Spotkanie rozgrywane było na dużej intensywności. Od pierwszego gwizdka, z doskonałej strony pokazywali się młodzi gracze ekipy gospodarzy, w tym Michał Rakoczy, którego nazwisko znów pojawiło się w wyjściowym zestawieniu Pasów. Jaślanin już pierwszych minutach spotkania mógł wpisać się na listę strzelców. Wychowanek UKS 6 Jasło nie wykorzystał jednak podania od Myszora, mając przed sobą w zasadzie pustą bramkę. Niewykorzystana sytuacja nie wpłynęła deprymująco na ofensywnego pomocnika Cracovii. Wprost przeciwnie. Rakoczy solidnie pracował w odbiorze, a co najważniejsze, brał udział w większości akcji ofensywnych gospodarzy. Gdyby jego prostopadłe podanie w pole karne wykorzystał Jugas, jaślanin mógłby cieszyć się z asysty. Warto również odnotować strzał, jaki Rakoczy oddał sprzed pola karnego na bramkę, w ostatnim kwadransie pierwszej odsłony meczu. Piłka zaledwie o kilkanaście centymetrów minęła słupek.
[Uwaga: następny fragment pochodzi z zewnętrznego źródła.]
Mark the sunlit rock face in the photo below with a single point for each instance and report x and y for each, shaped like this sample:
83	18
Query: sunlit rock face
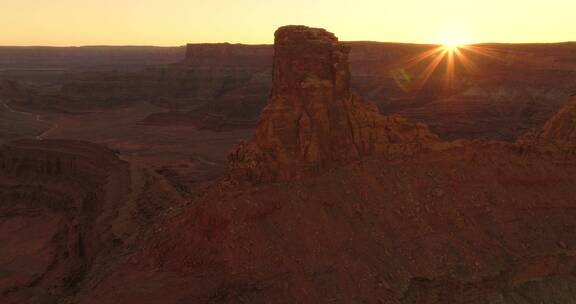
312	118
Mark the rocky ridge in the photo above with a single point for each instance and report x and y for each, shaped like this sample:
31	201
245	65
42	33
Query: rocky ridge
313	119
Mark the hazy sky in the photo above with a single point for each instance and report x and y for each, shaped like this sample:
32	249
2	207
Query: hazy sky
176	22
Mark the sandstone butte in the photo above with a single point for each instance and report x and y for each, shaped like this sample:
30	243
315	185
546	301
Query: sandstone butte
332	202
312	119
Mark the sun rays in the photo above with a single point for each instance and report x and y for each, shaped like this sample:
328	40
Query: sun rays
443	63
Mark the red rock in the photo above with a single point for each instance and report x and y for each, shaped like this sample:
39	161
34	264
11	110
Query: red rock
312	119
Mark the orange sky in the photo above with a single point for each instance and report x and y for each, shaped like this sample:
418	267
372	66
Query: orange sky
176	22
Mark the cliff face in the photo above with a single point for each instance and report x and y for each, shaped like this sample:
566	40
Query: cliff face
312	118
399	217
66	208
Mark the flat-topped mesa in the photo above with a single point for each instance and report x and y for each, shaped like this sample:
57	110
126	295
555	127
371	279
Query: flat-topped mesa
312	119
558	135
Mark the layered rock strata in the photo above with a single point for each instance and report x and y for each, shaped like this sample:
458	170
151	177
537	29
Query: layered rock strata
313	119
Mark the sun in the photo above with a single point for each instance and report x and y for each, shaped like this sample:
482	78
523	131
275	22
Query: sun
451	45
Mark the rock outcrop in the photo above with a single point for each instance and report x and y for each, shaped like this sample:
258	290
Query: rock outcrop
66	208
312	118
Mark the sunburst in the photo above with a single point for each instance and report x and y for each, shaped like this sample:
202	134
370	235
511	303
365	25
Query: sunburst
453	54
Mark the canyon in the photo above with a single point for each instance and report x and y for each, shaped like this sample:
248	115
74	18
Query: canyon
350	179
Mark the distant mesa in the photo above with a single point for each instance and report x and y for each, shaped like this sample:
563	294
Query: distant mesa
226	54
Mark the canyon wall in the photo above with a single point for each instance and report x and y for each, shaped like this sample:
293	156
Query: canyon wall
66	209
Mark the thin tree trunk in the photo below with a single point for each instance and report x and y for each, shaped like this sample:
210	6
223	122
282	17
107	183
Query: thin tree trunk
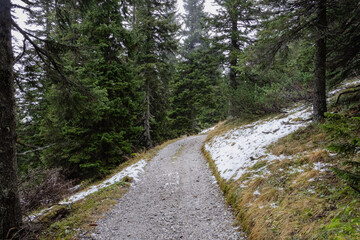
233	63
319	98
10	214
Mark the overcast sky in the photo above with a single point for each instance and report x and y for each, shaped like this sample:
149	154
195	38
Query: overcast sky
210	6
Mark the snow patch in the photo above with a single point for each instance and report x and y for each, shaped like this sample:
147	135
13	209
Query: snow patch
241	148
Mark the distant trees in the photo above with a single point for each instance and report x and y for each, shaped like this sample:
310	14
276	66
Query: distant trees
233	23
197	91
10	212
99	80
155	29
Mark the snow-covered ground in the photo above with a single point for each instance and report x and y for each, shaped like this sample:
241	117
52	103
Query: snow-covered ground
132	171
242	147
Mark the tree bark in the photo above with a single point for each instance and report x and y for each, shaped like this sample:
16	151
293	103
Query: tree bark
233	63
10	213
147	128
319	97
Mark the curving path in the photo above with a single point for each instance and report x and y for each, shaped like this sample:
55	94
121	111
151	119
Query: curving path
176	198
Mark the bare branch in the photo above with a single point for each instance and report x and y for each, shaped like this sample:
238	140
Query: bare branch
35	150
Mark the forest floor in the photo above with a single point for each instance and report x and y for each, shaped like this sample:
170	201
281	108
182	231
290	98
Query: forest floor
175	198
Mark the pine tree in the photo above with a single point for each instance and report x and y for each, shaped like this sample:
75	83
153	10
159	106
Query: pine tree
233	23
292	20
154	24
94	129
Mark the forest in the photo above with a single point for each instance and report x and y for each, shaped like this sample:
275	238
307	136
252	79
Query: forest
92	83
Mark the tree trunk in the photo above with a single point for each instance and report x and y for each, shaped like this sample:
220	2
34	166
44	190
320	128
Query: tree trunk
319	98
10	214
148	140
233	63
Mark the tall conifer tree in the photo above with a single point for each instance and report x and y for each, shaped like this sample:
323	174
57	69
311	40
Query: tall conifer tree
155	27
233	23
197	100
10	220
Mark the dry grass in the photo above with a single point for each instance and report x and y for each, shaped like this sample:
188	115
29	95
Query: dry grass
67	222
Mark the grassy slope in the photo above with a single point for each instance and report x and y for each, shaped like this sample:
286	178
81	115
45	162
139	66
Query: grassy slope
68	221
289	198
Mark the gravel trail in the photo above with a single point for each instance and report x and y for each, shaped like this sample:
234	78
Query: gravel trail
176	198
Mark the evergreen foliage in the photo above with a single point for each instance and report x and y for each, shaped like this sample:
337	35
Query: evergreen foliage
345	139
93	130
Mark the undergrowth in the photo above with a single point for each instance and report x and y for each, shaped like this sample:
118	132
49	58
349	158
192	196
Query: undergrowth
301	195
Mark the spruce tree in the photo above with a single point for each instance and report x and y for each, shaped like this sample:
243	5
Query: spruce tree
197	99
289	21
93	129
155	27
11	219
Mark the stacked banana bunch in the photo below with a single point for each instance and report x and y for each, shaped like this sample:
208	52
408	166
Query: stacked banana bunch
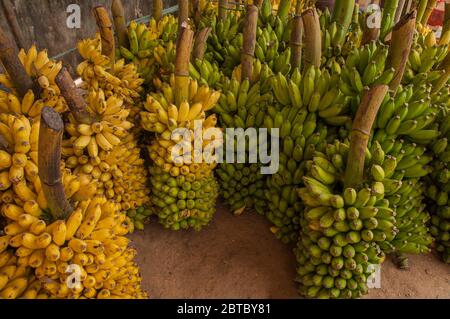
106	153
438	190
39	67
113	77
151	47
426	55
183	186
341	32
342	230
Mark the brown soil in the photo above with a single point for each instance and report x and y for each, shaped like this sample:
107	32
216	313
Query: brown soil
238	257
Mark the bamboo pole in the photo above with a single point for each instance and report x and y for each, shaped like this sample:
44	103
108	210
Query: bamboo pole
73	97
429	9
10	14
200	43
360	134
157	9
119	22
182	60
248	48
183	12
106	31
296	41
12	65
223	9
50	137
313	43
402	39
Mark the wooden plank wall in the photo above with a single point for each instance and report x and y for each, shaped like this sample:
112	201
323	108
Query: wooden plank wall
43	22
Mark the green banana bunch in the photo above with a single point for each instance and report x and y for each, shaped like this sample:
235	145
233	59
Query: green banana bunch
424	59
185	201
139	217
341	230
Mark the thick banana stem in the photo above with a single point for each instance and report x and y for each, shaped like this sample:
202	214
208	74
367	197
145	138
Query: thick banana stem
73	97
296	41
106	31
50	136
248	49
313	43
157	9
11	63
223	9
119	22
183	12
360	134
387	21
182	60
371	30
401	42
421	9
200	43
429	9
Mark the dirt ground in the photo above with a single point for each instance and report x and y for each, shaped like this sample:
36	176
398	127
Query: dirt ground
238	257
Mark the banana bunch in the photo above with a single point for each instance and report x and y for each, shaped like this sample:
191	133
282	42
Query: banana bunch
438	189
341	231
223	46
91	242
164	116
106	152
147	43
364	67
186	200
113	77
424	59
300	136
138	217
411	113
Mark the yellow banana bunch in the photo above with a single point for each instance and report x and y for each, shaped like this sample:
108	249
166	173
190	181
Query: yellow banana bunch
164	116
85	256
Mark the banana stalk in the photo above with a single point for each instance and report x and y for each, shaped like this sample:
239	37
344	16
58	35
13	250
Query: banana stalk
401	42
387	21
313	44
184	45
157	9
119	22
248	49
296	42
9	58
106	31
429	9
200	43
360	134
71	94
50	136
223	9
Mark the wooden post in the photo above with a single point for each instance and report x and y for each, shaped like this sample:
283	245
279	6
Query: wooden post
248	48
73	97
10	60
119	22
106	31
360	134
157	9
223	9
313	42
183	13
402	39
50	137
296	41
182	60
200	43
10	14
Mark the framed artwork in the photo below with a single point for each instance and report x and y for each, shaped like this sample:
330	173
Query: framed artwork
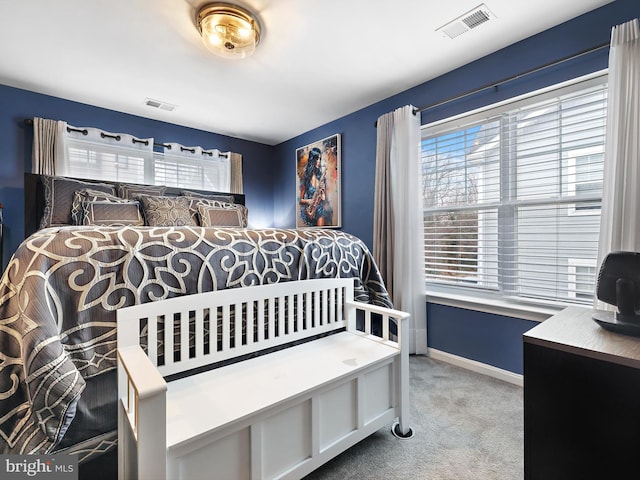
318	184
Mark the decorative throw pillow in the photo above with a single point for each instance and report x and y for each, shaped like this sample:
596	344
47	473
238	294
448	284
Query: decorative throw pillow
107	213
219	216
219	198
59	193
89	195
195	203
166	211
132	190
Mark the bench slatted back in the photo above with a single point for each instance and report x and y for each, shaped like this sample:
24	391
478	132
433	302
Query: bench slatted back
205	328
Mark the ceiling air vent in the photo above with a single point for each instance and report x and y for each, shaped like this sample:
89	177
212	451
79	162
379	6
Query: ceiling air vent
158	104
466	22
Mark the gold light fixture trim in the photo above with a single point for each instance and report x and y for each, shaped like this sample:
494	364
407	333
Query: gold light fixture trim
228	30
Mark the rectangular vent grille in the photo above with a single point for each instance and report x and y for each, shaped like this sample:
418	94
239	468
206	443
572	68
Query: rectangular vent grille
158	104
472	19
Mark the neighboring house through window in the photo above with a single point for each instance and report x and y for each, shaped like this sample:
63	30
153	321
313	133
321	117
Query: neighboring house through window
512	196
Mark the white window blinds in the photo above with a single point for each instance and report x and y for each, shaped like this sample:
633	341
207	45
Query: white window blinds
192	167
94	154
512	196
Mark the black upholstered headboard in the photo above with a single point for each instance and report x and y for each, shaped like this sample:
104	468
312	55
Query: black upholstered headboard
34	200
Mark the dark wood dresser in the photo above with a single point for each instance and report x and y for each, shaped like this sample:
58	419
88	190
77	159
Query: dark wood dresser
581	400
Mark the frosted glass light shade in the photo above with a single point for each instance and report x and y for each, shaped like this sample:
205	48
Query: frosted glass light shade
228	30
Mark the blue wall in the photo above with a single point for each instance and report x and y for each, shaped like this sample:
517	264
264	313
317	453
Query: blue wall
269	178
16	140
498	339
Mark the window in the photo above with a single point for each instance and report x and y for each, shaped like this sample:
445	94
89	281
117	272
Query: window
512	196
94	154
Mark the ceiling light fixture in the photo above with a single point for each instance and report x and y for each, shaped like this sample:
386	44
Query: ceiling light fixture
228	30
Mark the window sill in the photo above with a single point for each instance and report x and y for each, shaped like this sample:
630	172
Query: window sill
496	306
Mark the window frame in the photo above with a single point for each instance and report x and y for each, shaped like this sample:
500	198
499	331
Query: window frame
495	302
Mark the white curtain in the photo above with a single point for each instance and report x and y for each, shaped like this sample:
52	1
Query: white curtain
397	237
48	145
620	221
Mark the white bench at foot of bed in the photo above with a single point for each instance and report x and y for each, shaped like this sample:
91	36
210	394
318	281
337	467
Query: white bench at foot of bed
278	415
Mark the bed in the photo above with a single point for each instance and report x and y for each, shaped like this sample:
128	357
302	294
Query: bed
63	285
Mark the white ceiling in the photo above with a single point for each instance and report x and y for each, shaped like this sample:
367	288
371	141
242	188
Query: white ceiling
318	60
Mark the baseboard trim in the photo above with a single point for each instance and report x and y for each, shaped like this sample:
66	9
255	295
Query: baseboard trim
478	367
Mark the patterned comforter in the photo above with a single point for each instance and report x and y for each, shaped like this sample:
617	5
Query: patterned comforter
61	290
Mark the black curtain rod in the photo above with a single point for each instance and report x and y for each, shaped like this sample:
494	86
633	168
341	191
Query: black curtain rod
29	122
496	84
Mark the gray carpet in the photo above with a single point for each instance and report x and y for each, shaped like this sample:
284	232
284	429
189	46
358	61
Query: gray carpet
468	426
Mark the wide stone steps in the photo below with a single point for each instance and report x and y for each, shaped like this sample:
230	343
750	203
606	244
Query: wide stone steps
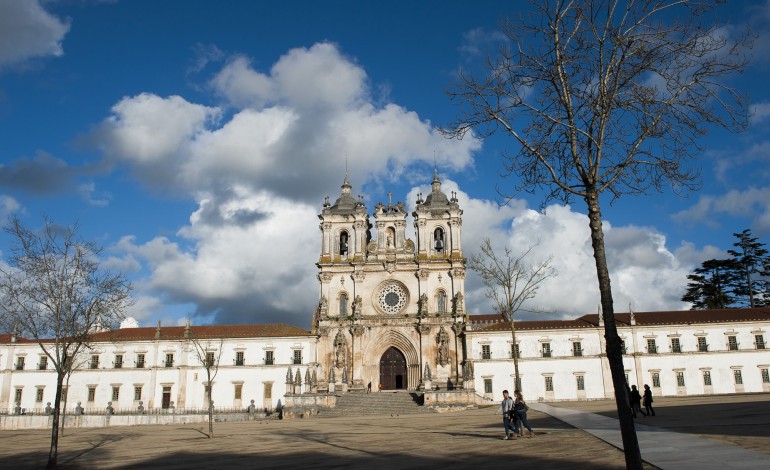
377	403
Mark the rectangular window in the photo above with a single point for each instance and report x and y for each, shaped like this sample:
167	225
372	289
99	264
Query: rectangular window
706	377
656	379
738	377
577	348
Po zmianie stron, gospodarze wciąż pozostawali stroną dominującą. Zespół Lechii Gdańsk nie potrafił znaleźć skutecznej recepty na grę wysokim pressingiem w wykonaniu Cracovii. Bezbramkowy rezultat utrzymywał się jednak przez ponad godzinę gry. Wówczas do akcji wkroczył Michał Rakoczy. W 69. minucie gry wykorzystał on podanie Mathiasa Hebo Rasmussena pokonując Dusana Kuciaka, precyzyjnym strzałem przy prawym słupku bramki. Chwilę później kibice Cracovii, zgromadzeni na stadionie skandowali jego nazwisko. Jaślanin spędził na boisku 75 minut.
Zobacz akcję bramkową, po której Cracovia objęła prowadzenie w meczu.
Ostatecznie Cracovia pokonała Lechię Gdańsk 2:0. Drugiego gola dla Pasów, strzałem głową w 91. minucie spotkania, zdobył Râpă.